Reuther called upon the 1969 graduates to give sense of purpose to their living to make life meaningful, so that they would stand with courage at the time of testing and not at the time of convenience.

Reuther reflected on a variety of subjects at the commencement exercises, among them President Richard M. Nixon and former President John F. Kennedy.

He reaffirmed his dedication to a free society and a philosophy that the preaching of 2,000 years ago of the brotherhood of man remained relevant today.

Reuther was eulogized Sunday by top union leaders in West Virginia as "a great leader" of his generation, and officials everywhere reacted sadly to his death in a Michigan airplane crash.

"It's a tragic loss to the country, and certainly to the American workers in the labor movement," declared Miles Stanley of Charleston, president of the West Virginia Labor Federation, AFL-CIO.

"He was a great leader in this generation, whose vision and foresight has done much to improve the living standards of American workers and, indeed, workers throughout the world," Stanley added.

United Mine Workers District 6 president Thomas Williams reflected that the last time he met Reuther was at the Wheeling College commencement exercises last summer.

"This is certainly a tragic loss to all labor," Williams noted.

Another unionist, Paul Fox, president of the only UAW affiliate in the Mountain State, Local 348, envisioned a "crisis" in the national group from Reuther's death.

Fox said Reuther had many ideas for social change that would improve society, if someday carried out, and he referred to Reuther as "a man with no parallel in the labor movement."
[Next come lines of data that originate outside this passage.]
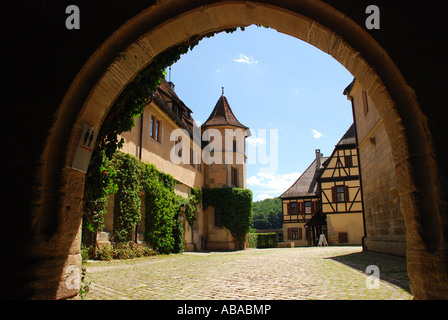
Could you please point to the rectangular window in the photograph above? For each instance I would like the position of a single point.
(158, 130)
(348, 161)
(234, 177)
(217, 217)
(293, 208)
(294, 234)
(340, 193)
(152, 128)
(155, 129)
(308, 207)
(343, 237)
(364, 102)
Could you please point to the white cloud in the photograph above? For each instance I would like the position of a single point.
(254, 141)
(245, 59)
(272, 184)
(316, 134)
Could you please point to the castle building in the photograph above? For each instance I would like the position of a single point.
(167, 136)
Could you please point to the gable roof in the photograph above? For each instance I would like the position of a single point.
(167, 100)
(222, 115)
(306, 185)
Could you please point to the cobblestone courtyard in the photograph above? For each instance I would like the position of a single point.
(336, 273)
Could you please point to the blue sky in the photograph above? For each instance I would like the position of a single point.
(272, 81)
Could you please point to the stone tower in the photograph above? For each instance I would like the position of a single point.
(225, 166)
(225, 153)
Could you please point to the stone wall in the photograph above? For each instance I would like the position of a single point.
(385, 228)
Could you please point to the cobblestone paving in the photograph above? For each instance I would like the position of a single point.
(335, 273)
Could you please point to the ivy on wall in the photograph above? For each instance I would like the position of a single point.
(128, 178)
(127, 204)
(101, 175)
(235, 205)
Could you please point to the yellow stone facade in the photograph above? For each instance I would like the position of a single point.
(385, 227)
(155, 139)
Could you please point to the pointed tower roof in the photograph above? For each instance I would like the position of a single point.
(222, 115)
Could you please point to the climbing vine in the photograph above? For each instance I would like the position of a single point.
(235, 205)
(100, 181)
(127, 203)
(127, 177)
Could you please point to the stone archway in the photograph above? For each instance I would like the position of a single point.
(130, 48)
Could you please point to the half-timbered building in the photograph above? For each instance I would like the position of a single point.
(340, 193)
(326, 199)
(301, 205)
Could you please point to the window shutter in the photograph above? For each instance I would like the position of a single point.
(333, 194)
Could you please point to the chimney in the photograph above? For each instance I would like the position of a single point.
(318, 159)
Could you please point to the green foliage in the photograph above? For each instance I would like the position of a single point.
(236, 210)
(163, 225)
(100, 183)
(267, 214)
(122, 250)
(160, 211)
(127, 206)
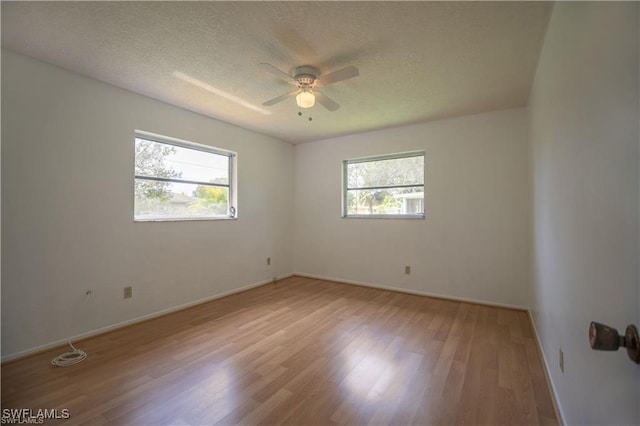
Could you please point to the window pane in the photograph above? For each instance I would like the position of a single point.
(162, 160)
(390, 172)
(158, 200)
(390, 201)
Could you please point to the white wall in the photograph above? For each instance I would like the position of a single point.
(67, 209)
(584, 137)
(473, 243)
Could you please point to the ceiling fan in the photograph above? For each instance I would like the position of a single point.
(307, 79)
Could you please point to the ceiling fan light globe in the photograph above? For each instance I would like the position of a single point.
(305, 99)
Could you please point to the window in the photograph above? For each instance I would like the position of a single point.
(390, 186)
(177, 180)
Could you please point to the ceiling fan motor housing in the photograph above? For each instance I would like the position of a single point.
(305, 76)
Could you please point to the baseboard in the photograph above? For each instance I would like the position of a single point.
(102, 330)
(552, 388)
(416, 292)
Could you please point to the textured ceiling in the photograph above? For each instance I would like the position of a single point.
(418, 61)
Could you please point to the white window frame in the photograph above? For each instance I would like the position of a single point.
(232, 178)
(345, 188)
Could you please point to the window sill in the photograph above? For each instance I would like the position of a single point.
(181, 219)
(384, 216)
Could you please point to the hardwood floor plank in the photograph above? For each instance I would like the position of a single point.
(301, 352)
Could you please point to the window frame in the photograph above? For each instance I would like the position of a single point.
(395, 156)
(232, 211)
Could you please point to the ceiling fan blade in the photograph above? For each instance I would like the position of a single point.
(334, 77)
(279, 98)
(326, 102)
(275, 71)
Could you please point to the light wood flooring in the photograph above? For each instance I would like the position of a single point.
(300, 352)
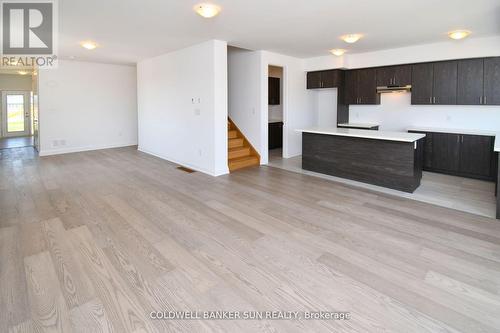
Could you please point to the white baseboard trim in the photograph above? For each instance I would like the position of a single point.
(185, 164)
(49, 152)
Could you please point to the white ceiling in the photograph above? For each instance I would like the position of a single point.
(130, 30)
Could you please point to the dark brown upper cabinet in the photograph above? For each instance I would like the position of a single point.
(394, 76)
(361, 87)
(274, 91)
(324, 79)
(421, 86)
(470, 82)
(491, 81)
(445, 83)
(446, 152)
(476, 156)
"There is no way to set a price for losing him," Fox added.

L. J. Pnakovich, president of District 31 of the United Mine Workers of America, commented in Fairmont, "I just think it's a tragic event for the auto workers."

Because he was a native West Virginian, Reuther may have held a special spot in his heart for the plight of the many poverty-infested families of the state.
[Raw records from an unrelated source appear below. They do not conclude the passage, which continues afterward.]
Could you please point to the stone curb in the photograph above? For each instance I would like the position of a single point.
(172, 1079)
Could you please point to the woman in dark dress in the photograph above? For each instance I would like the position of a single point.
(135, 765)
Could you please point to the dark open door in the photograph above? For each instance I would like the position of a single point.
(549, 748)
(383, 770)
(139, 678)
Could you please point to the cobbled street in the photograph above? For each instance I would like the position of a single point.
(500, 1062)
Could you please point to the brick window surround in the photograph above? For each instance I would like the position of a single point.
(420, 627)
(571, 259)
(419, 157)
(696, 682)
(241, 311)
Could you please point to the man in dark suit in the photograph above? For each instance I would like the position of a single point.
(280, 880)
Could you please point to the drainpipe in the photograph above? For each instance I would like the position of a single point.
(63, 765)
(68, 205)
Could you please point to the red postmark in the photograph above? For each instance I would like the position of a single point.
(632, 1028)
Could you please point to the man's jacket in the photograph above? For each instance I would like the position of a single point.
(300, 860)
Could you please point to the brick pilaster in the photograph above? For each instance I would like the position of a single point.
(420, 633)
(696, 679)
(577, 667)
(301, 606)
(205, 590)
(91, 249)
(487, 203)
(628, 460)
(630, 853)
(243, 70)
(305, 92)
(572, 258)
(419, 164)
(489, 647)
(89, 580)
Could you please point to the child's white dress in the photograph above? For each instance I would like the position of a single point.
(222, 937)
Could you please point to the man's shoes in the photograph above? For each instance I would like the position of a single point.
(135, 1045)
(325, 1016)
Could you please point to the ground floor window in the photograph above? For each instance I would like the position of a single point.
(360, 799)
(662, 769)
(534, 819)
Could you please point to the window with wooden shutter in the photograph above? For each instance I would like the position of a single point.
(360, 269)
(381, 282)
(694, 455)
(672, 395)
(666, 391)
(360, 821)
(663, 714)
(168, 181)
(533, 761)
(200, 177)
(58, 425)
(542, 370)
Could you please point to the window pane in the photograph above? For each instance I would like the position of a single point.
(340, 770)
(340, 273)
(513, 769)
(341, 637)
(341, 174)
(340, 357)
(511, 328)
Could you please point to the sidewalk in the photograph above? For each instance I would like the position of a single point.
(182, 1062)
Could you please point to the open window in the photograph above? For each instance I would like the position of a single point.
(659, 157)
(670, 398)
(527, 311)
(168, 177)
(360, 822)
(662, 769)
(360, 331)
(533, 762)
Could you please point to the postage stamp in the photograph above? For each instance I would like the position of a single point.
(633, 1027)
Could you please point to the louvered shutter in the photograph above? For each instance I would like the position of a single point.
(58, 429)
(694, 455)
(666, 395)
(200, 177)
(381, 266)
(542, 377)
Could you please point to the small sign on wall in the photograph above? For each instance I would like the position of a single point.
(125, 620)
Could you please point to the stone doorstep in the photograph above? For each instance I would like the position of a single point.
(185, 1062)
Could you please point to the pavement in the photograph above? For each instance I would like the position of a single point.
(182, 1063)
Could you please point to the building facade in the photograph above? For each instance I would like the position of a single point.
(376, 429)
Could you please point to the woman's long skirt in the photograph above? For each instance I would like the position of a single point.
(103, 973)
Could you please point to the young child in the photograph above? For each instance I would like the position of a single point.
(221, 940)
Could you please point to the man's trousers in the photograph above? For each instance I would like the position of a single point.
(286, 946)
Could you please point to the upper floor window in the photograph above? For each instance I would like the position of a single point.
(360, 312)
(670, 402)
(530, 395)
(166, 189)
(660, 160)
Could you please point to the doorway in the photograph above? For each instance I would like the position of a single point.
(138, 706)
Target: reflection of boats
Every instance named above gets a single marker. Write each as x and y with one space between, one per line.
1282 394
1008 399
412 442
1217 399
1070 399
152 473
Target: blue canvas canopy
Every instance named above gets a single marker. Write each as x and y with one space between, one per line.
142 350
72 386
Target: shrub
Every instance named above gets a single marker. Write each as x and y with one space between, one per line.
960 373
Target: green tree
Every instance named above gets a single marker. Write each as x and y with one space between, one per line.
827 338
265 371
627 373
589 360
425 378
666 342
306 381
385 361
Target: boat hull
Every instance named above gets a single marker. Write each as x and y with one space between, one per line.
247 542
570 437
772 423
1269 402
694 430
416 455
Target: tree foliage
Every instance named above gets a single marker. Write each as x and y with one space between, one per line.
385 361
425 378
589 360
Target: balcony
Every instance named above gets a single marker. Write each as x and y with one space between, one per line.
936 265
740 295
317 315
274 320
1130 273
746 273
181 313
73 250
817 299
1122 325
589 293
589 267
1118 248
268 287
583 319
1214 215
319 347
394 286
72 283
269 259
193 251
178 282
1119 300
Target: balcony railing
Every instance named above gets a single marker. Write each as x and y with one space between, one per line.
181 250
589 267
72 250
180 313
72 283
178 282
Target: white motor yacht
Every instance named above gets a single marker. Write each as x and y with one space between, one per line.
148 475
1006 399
"The rest of the world will judge us not by what we have," he said, "but by how we use it."

Nixon Mourns Loss of UAW Leadership

Washington (UPI) - President Nixon mourned the death of United Auto Workers President Walter Reuther Sunday as "a deep loss not only for organized labor but also for the cause of collective bargaining and the entire American process."

In a statement issued at the White House, Nixon also said:

"He was a man who was devoted to his cause, spoke for it eloquently and worked for it tirelessly. While he was outspoken and controversial, even those who disagreed with him had great respect for his ability, integrity and persistence.

"For the Reuther family, the tragedy of this day is compounded by the death of Mrs. Reuther. Mrs. Nixon joins me in offering our heartfelt sympathy to them, and in expressing the hope that the memory of Walter Reuther's great achievements, with the constant help of his wife, will sustain them at this sad time."

Randolph Lauds Walter Reuther, Wheeling Native

Washington (AP) - Sen. Jennings Randolph, D-W. Va., Sunday praised union leader Walter Reuther after hearing of his accidental death.

"Walter Reuther, a native of West Virginia, will be recognized in the years ahead as one of the truly great leaders of American labor unionism," said Randolph, second-ranking member of the Senate's Labor Committee.

"He was often at odds with other segments of the AFL-CIO but no one could doubt his sincerity and his overriding desire to provide progressive programs for the workers under his leadership and for this country generally," Randolph said.

Reuther was born in Wheelign [sic], W. Va., and began his career in the Mountain State.